Volume 1, Chapter
Index & Glossary
Chapter 2


This chapter explains each of Defence's outcomes and outputs, including our achievement against performance targets and the cost to the Government of our outcomes.

Outcome Three: Army Capability

Feature—Army Completes 10 Years of AACAP

Sapper Hans Young

Sapper Hans Young from 21 Construction Squadron

L-R Doug MacDonald

L-R Doug MacDonald from Advance Training International, with Murphy Abbott and Sapper Shaun Simon

In 2006, the Australian Army undertook its tenth year of the Army Aboriginal Community Assistance Program (AACAP), with works on infrastructure and technical training for the people of Borroloola, a community about 900km south-east of Darwin.

The AACAP is an ongoing initiative that reinforces the strong association between the Army and the indigenous people of Northern Australia. It is a cooperative initiative between the Department of Families, Community Services and Indigenous Affairs (FaCSIA), the Army and state and territory authorities to improve environmental health conditions within remote Aboriginal communities.
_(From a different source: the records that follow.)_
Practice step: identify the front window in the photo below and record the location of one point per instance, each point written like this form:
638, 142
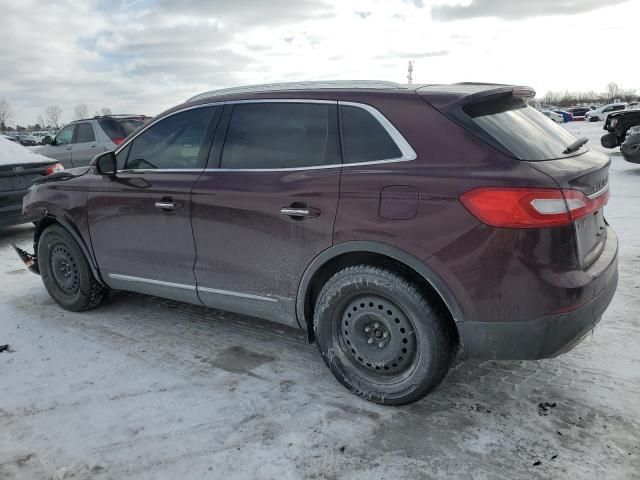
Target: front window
281, 135
173, 143
85, 133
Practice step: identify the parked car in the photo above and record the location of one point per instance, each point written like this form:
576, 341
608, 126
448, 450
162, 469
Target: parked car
630, 148
394, 224
566, 116
556, 117
618, 124
601, 113
10, 138
578, 113
77, 143
18, 168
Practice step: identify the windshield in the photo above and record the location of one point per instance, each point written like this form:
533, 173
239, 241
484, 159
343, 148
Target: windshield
521, 129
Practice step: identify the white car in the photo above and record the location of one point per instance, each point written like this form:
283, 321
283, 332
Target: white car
556, 117
601, 113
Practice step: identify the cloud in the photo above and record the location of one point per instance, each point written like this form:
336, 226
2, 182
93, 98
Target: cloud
411, 55
516, 9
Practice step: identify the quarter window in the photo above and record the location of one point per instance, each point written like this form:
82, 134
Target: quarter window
85, 133
174, 142
65, 135
281, 135
364, 139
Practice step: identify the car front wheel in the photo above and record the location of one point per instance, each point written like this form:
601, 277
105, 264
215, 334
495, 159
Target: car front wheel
381, 336
65, 271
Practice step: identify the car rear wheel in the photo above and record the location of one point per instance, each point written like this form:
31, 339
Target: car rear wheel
381, 337
66, 272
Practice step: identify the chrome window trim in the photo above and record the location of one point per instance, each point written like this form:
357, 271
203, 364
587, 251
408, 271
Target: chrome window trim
128, 278
408, 154
236, 294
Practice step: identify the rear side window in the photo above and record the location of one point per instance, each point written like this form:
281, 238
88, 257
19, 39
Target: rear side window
84, 133
174, 142
364, 139
523, 131
280, 135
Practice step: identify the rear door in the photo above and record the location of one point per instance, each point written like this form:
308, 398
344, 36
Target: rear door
269, 209
140, 221
84, 146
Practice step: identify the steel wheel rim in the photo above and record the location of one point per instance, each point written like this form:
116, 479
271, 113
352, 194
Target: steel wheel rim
377, 337
64, 269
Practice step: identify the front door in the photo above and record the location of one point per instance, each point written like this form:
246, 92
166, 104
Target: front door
84, 147
268, 211
140, 221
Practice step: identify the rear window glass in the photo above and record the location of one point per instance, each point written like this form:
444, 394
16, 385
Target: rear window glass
521, 129
363, 137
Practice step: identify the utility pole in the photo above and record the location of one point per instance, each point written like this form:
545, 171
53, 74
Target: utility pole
410, 72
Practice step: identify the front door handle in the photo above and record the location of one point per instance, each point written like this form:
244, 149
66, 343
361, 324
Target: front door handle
299, 212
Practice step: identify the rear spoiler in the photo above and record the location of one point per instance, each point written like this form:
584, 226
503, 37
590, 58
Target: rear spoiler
451, 96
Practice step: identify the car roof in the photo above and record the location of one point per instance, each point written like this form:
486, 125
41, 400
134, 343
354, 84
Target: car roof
439, 95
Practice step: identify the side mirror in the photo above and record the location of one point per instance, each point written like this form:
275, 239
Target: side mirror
106, 164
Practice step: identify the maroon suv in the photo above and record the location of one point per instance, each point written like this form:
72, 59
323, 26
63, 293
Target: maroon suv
394, 224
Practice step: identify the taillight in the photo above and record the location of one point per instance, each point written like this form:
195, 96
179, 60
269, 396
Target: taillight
530, 207
55, 168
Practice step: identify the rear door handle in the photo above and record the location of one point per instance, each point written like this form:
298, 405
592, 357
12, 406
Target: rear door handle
167, 205
300, 212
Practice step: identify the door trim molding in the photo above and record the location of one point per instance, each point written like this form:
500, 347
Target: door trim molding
129, 278
183, 286
232, 293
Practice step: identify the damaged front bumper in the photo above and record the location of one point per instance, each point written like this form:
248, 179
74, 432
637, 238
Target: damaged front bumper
29, 259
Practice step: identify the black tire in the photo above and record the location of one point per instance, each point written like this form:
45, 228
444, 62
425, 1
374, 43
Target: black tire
414, 340
66, 272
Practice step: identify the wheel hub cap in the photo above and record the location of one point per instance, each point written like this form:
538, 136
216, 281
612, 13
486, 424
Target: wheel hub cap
64, 269
377, 335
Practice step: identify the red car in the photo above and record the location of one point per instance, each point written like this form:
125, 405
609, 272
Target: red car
396, 225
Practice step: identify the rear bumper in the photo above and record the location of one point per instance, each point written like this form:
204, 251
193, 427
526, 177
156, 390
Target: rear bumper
11, 211
550, 335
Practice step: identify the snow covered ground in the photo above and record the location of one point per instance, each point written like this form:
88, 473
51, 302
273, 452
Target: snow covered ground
145, 388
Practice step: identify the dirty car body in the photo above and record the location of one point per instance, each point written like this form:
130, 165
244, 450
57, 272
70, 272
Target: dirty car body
399, 200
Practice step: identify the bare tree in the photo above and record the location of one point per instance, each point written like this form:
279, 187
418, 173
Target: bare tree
53, 114
5, 112
612, 91
80, 112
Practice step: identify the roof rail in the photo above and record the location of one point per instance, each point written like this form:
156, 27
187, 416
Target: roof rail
319, 85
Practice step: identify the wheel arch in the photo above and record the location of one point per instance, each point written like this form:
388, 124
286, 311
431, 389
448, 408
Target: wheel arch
352, 253
48, 220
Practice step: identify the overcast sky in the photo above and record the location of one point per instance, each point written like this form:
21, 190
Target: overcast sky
143, 56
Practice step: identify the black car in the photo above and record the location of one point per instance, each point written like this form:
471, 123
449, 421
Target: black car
630, 148
618, 124
16, 177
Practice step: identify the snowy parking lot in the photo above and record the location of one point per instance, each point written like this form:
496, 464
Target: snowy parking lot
145, 388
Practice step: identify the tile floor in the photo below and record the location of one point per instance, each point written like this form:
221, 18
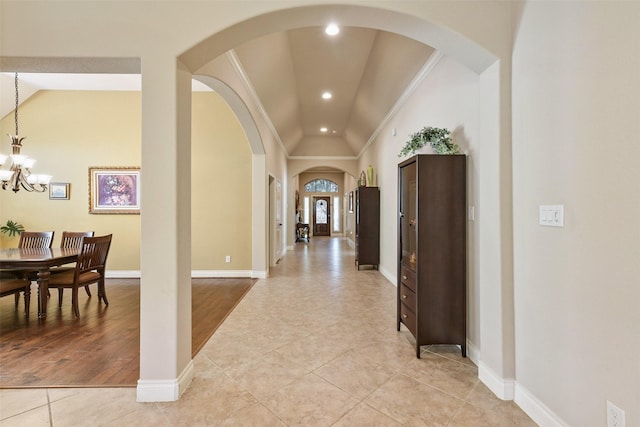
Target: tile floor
315, 344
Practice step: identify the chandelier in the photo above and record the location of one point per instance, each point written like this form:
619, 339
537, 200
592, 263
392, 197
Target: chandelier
19, 174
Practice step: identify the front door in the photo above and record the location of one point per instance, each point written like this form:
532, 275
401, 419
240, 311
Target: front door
321, 216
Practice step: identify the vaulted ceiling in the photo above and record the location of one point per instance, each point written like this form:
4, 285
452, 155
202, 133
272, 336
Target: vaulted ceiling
366, 71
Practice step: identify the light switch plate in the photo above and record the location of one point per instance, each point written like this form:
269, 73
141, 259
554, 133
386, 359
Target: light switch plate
552, 215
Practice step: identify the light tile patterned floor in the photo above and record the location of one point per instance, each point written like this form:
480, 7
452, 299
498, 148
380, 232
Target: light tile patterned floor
315, 344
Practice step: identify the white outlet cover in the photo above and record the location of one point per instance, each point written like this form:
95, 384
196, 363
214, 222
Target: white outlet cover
615, 416
552, 215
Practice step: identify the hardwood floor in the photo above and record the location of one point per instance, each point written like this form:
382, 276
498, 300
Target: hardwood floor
101, 348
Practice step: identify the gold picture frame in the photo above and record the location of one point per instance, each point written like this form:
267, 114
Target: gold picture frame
114, 190
59, 191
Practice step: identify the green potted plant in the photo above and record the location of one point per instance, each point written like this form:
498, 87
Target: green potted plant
12, 228
438, 138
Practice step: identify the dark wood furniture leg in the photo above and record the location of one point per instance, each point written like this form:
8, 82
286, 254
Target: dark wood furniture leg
43, 283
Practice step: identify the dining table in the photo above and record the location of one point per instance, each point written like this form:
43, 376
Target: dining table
40, 260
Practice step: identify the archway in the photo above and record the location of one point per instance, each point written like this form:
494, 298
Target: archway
495, 309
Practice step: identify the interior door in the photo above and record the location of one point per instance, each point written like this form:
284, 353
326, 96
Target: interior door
321, 216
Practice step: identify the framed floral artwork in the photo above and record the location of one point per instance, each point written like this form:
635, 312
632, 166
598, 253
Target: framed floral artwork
114, 190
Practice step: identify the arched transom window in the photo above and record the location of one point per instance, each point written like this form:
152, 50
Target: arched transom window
321, 186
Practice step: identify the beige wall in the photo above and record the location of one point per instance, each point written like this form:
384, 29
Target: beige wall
69, 131
447, 97
575, 142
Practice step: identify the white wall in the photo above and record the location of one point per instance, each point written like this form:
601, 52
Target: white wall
576, 124
447, 97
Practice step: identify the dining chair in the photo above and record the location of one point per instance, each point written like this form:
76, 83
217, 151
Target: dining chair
89, 269
14, 287
72, 240
28, 239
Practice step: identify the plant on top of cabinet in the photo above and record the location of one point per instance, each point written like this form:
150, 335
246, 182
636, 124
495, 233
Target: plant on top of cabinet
438, 138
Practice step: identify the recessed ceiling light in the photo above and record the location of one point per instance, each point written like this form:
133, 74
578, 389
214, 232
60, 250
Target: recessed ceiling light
332, 29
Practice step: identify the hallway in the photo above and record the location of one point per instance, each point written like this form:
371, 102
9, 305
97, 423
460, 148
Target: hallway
315, 344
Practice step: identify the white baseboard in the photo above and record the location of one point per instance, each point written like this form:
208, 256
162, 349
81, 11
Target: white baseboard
473, 353
538, 411
165, 390
392, 278
135, 274
258, 274
501, 387
200, 274
122, 274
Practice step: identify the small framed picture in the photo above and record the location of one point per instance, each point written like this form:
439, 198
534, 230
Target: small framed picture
114, 190
59, 191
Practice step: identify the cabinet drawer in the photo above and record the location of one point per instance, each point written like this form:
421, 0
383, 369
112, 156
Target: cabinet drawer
408, 297
408, 278
408, 318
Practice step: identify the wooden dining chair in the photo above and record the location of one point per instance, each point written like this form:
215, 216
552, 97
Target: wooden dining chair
89, 269
28, 239
14, 287
71, 240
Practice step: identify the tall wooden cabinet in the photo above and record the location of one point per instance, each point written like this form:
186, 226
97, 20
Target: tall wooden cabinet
432, 277
367, 221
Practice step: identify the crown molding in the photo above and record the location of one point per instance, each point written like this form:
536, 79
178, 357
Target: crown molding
426, 69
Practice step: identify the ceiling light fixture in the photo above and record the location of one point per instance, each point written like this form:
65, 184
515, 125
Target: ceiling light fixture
19, 174
332, 29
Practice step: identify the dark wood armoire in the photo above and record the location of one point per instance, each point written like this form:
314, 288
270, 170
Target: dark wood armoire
432, 224
367, 226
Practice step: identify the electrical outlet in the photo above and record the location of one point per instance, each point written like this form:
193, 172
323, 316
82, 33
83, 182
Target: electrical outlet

The AACAP seeks to maximise benefit to indigenous communities by focusing on projects that allow the Army to make best use of its construction expertise and capability and capitalise on the Army's ability to deliver a range of services. Each project has a construction component, a health component and a training component.

The construction component focuses on the provision of environmental health infrastructure such as housing, water, sewerage and electrical services as well as improving access to primary health care facilities by constructing or upgrading roads and airfields.

The health component focuses on augmenting existing community medical, dental and veterinary programs. The training component focuses on specific skills required within the community and includes courses on construction and building maintenance, vehicle and small engine maintenance, welding, concreting and cooking. The AACAP objectives are consistent with those of the National Aboriginal Health Strategy.

The AACAP was conceived in 1996 after the then Council for Aboriginal Reconciliation met with the Prime Minister to raise concerns about the poor primary health of indigenous Australians.

Between 1997 and 2005, nine projects focusing on improving environmental health of indigenous communities have been completed at such places as Palm Island and Bamaga in Queensland, Fitzroy Crossing in Western Australia and Melville Island off Darwin in the Northern Territory.

Over the period 1997 to 2005, more than $55 million has been provided by FaCSIA for the project. The Army has also provided significant resources through the provision of personnel and logistic and movement support for the projects. Further funding from FaCSIA has been approved to continue the AACAP through to 2009.

In 2007, current planning is that AACAP will assist the Doomadgee region.

AACAP 2006

Lieutenant General Peter Leahy and Jeff Harmer

Joint effort: Chief of Army Lieutenant General Peter Leahy and Secretary of the Department of Families, Community Services and Indigenous Affairs Jeff Harmer after signing the new AACAP Memorandum of Understanding.

Bombardier Nathan Hannan

Many hands: Bombardier Nathan Hannan, hard at work on the site at Borroloola.

The AACAP 2006 construction works centred on the four communities represented in Borroloola—Yanula, Mara, Garawa 1 and Garawa 2—while health services and training were provided in the Borroloola communities and in regional communities.

A team of about 110 soldiers built four homes, provided health services, worked on water bores and engineering services and trained the local community in various technical skills such as welding and small engine maintenance.

The soldiers were mostly from the Army's 21st Construction Squadron, based in Brisbane, with project management by the 19th Chief Engineer Works from Sydney. Additional soldiers were attached from a variety of supporting engineer, health, logistic and training units, as well as Royal Australian Air Force tradesmen.

Six additional homes and a variety of other infrastructure works were project managed by the Army but delivered by civil contract.

The soldiers provided training such as basic first aid, personal hygiene, nutrition and diet, personal wellbeing, and education in diabetes management. Specific training for dealing with sports injuries was also included.

For AACAP 2006, the Army took a different approach to training by dedicating personnel to the design and development of the training program and to the coordination of the training program on the ground. The AACAP 2006 Training Program used skilled training with experience in remote communities. Mentoring and leadership was provided by personnel from Norforce, 2 Division and the Royal Australian Engineers.

The AACAP 2006 was supported by international staff as part of the Defence Cooperation Program with a nine-person trade detachment from the Papua New Guinea Defence Force and an 11-member trade detachment from the Tongan Defence Force. This support helped develop and maintain South Pacific relationships and interoperability with the Australian Army.

All of the soldiers underwent cultural awareness training before being sent to Borroloola. The Army undertakes these projects only after close, culturally sensitive consultation with the indigenous communities involved.

The total value of the AACAP work this year was more than $7 million, which was funded by FaCSIA.